The integer division should truncate toward zero, which means losing its fractional part. For example, truncate(8.345) = 8 and truncate(-2.7335) = -2.

Example 1:

Input: dividend = 10, divisor = 3
Output: 3
Explanation: 10/3 = truncate(3.33333..) = 3.

Example 2:

Input: dividend = 7, divisor = -3
Output: -2
Explanation: 7/-3 = truncate(-2.33333..) = -2.

Note:

• Both dividend and divisor will be 32-bit signed integers.
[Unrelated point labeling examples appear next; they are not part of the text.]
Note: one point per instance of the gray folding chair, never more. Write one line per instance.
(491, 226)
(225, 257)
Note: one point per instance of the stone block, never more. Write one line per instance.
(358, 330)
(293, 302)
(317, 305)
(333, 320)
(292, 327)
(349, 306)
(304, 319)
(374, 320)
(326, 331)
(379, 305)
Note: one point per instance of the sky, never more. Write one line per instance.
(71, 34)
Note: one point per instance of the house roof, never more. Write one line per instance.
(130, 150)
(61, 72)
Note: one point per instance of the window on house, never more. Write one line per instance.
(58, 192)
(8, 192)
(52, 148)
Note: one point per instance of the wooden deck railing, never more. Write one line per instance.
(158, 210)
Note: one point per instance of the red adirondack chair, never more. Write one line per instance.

• The divisor will never be 0.

• Assume we are dealing with an environment which could only store integers within the 32-bit signed integer range: [−2³¹, 2³¹ − 1]. For the purpose of this problem, assume that your function returns 2³¹ − 1 when the division result overflows.

Analysis

Basic idea is to use minus to mock divide, and should double the divisor to improve efficiency.

Here’s the code:

public class DivideTwoIntegers {
  public int divide(int dividend, int divisor) {
    int overflow = Integer.MAX_VALUE;
    if (dividend == 0) {
      return 0;
    }

    if (dividend == Integer.MIN_VALUE && divisor == -1){ // overflow
      return overflow;
    }

    int factor = (dividend < 0 && divisor > 0) || (dividend > 0 && divisor < 0) ? -1 : 1;

    dividend = -Math.abs(dividend);
    divisor = -Math.abs(divisor);

    int res = 0;

    while (dividend <= divisor){
      int count = 1;
      int sum = divisor;
      while (dividend <= sum + sum){
        if (sum + sum > sum){ // sum +sum may overflow
          break;
        }
        sum += sum;
        count += count;
      }
      res += count;
      dividend -= sum;
    }

    return res * factor;
  }
}

There are some tricky skills here, first if input will result a overflow, early return it. Second, to make dividend and divisor both negative to avoid the Integer.MAX_VALUE to become 0 when do Math.abs. And if (sum + sum) > sum, since sum is negative, we can make sure that sum + sum will get a overflow and should break it.

What to improve

• sum + sum overflow is forgotten, should be more careful about + operation.